Big Tech May Be Monopolistic, But It's Good for Consumers
“Big tech” is under increasing scrutiny. Tech giants like Amazon, Google, Apple and Facebook are being accused of a wide variety of sins: promulgating fake news, stifling innovative competitors, and crushing mom-and-pop shops, to name a few. Some critics have gone so far as to call for these powerful companies to be converted into public utilities. Others want the government to use its antitrust powers to break up big tech.
This borders on the absurd.
For the past half century, the U.S. government has followed the best standard that economists and legal scholars have come up with to define anticompetitive behavior: Are these companies threatening or reducing the welfare of consumers as determined by the prices, quality of products and services, and choices consumers face and the benefits of economic innovation that consumers enjoy?
This is the right standard. Another standard that could be used in antitrust enforcement is essentially "big is bad" -- the presumption that large and powerful companies should be suspect because of the political and economic influence they wield. This vague, fuzzier standard is inferior. It ignores the good things that come from size, including the ability to produce output at lower cost. It also invites regulatory mischief. And it weakens the focus on the benefits competitive markets offer to consumers.

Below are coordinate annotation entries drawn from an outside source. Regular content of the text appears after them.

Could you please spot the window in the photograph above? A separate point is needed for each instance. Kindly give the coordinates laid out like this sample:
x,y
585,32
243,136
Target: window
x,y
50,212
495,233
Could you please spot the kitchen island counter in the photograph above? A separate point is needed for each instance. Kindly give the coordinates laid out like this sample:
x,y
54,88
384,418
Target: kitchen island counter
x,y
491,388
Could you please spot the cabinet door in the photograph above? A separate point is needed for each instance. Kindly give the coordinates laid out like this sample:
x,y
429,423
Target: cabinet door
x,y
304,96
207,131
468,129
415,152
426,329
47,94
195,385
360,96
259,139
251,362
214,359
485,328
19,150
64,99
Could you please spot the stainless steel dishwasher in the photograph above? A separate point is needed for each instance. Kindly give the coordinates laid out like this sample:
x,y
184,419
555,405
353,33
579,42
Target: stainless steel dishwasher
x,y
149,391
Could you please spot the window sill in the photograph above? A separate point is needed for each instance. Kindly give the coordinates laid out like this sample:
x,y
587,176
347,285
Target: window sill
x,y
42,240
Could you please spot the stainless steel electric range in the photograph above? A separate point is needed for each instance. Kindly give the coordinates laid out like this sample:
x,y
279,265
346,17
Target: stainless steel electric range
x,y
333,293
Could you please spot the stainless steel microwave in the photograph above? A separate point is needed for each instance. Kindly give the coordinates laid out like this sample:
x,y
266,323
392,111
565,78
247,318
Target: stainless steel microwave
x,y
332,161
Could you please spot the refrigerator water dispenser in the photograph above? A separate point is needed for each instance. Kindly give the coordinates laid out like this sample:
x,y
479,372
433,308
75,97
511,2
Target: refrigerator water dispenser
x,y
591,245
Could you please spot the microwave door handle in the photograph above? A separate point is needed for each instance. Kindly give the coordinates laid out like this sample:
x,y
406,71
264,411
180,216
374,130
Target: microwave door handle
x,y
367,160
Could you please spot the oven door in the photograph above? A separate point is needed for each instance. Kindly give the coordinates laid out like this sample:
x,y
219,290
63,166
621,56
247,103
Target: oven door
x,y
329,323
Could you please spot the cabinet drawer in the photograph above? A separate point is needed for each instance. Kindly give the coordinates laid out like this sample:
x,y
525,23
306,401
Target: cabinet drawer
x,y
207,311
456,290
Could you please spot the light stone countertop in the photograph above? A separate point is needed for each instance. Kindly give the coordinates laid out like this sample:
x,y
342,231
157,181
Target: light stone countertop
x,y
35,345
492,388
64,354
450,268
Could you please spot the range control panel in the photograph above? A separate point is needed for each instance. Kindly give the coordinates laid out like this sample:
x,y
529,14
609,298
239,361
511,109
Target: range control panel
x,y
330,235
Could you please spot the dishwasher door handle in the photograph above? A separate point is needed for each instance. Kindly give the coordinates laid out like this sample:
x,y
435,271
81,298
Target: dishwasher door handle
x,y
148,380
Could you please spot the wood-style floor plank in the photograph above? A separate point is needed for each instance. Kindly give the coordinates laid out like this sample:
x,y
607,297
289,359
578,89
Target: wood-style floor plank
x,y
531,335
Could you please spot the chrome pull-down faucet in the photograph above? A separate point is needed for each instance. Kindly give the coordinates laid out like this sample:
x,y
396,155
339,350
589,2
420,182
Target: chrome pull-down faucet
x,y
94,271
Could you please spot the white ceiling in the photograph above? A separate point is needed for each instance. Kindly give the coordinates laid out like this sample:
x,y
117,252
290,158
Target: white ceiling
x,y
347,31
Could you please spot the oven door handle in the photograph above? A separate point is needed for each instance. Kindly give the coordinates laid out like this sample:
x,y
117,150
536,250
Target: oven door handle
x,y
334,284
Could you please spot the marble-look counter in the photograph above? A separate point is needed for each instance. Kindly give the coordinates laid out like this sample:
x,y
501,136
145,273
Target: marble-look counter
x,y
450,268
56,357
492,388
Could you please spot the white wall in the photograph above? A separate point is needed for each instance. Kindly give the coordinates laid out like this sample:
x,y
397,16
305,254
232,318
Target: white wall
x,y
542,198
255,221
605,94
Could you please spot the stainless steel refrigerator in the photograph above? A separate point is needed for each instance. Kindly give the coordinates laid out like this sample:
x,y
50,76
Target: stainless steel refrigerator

By the standard of consumer welfare, big tech is a blessing. I have been using Gmail every day for over a decade. It operates flawlessly. And its search feature is so good that it acts as a virtual diary, allowing me to revisit correspondence from years ago with just a few keystrokes. Google, the creator and operator of Gmail, has charged me exactly zero dollars for this fantastic product. Amazon is pushing prices so low that some believe it is reducing the rate of price inflation for the overall economy. Apple put a sleek computer -- and the ability to access previously unimaginable quantities of knowledge -- in our pockets.
In short, by the standards of consumer welfare -- providing a variety of high-quality products, innovation, low prices -- big tech is one of the best things to happen in the economy in decades.
A more subtle argument against big tech involves the future: Yes, many new and innovative products are given away free today. But what effect is big tech having on tomorrow’s prices and innovation?
This argument assumes that big tech is stifling the competition today that tomorrow would lead to innovation or lower prices. I’m not sold. It is certainly true that consumer welfare can be harmed by the absence of products that might have been created if a market had had more competition. But look at what is actually happening: Big tech firms plow revenue into research and development in order to continue creating new and better products. These companies are innovation powerhouses, and there are no signs that that will change.
Are they stifling competition in news and information? Hardly. It wasn’t long ago that the average American’s choice in news consumption was the morning paper and three networks for the nightly news. Thanks to Google, for example, you can type in a few keywords and read dozens of news stories on your topic of choice.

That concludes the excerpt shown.